Social Stress-Induced Changes in Gene Expression Profiles in Primate Prefrontal Cortex

David M. Lyons; Adriaan M. Karssen; Jun Z.Li; Song Her; Paresh D. Patel; William E. Bunney, Jr; Edward G. Jones; Stanley J. Watson; Huda Akil; Richard M. Myers; Alan F. Schatzberg
Society of Biological Psychiatry. 2006; 59(8):194S.


Background: Social stress alters the development of prefrontal corticolimbic systems that mediate emotion regulation in humans and nonhuman primates. To identify candidate mechanisms for this aspect of emotional development, we compared gene expression profiles in monkeys exposed to social stress as juvenile or adults.
Methods: Total RNA from dorsolateral cortex, ventromedial cortex, and prefrontal white matter was extract, amplified, reverse transcribed, labeled, and hybridized to Affymetrix U133A2.0 arrays. Probe set signal intensities were analyzed with ANOVAs.
Results: After exposure to adult social stress, 208 more genes than expected by chance were detected as differentially expressed in ventromedial cortex. In monkeys exposed to early-life stress and subsequently examined in adulthood, 45-50 more genes than expected by chance were affected in ventromedial or dorsolateral cortex. Stress effects were not discerned in prefrontal white matter.
Conclusions: The immediate impact of adult social stress is greatest in ventromedial cortex. Early-life stress has enduring effects on a smaller, non-overlapping profile of genes in prefrontal cortex.
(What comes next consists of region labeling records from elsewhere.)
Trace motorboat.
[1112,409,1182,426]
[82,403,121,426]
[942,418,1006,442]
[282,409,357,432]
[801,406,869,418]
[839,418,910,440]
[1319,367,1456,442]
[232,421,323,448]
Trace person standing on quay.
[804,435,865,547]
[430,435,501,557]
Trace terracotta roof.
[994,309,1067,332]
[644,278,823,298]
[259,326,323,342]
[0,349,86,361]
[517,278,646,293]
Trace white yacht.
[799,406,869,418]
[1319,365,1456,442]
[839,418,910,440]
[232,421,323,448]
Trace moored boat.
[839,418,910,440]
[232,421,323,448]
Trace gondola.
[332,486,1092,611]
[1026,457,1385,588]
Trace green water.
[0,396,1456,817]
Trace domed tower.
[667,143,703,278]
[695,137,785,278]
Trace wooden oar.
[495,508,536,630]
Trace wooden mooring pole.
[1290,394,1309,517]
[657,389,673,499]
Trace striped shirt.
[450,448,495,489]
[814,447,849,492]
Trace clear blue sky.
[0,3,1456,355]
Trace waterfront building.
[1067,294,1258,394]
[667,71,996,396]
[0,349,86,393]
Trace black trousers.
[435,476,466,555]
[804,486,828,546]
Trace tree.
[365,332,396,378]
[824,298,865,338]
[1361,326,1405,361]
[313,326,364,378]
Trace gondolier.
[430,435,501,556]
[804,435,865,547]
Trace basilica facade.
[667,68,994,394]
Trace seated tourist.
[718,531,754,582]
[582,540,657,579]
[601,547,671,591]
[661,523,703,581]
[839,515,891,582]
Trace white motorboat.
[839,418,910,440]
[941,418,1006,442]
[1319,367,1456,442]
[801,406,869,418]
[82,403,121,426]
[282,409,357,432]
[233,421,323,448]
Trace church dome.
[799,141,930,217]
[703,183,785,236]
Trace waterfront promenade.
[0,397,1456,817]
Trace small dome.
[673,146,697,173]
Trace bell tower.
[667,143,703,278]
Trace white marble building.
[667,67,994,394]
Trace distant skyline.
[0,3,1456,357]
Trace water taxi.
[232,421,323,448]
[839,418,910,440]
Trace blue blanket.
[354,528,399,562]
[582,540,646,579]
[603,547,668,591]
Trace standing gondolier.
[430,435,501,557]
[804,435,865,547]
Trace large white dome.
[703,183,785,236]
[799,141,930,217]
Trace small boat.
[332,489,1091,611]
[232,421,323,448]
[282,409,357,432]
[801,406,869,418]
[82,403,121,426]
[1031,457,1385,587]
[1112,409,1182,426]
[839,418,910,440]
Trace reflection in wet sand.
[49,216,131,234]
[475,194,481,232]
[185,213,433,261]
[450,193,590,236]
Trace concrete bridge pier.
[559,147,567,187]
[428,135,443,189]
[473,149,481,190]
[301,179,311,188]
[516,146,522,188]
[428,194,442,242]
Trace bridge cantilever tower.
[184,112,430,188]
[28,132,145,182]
Funding: Public Health Service grant MH47573 and the Pritzker Neuropsychiatric Disorders Research Fund.
Acknowledgements: The authors are members of the Pritzker Neuropsychiatric Disorders Research Consortium, which is supported by the Pritzker Neuropsychiatric Disorders Research Fund L.L.C. A shared intellectual property agreement exists between the Pritzker Neuropsychiatric Disorders Research Fund L.L.C. and the University of Michigan, the University of California, and Stanford University to encourage the development of appropriate findings for research and clinical applications.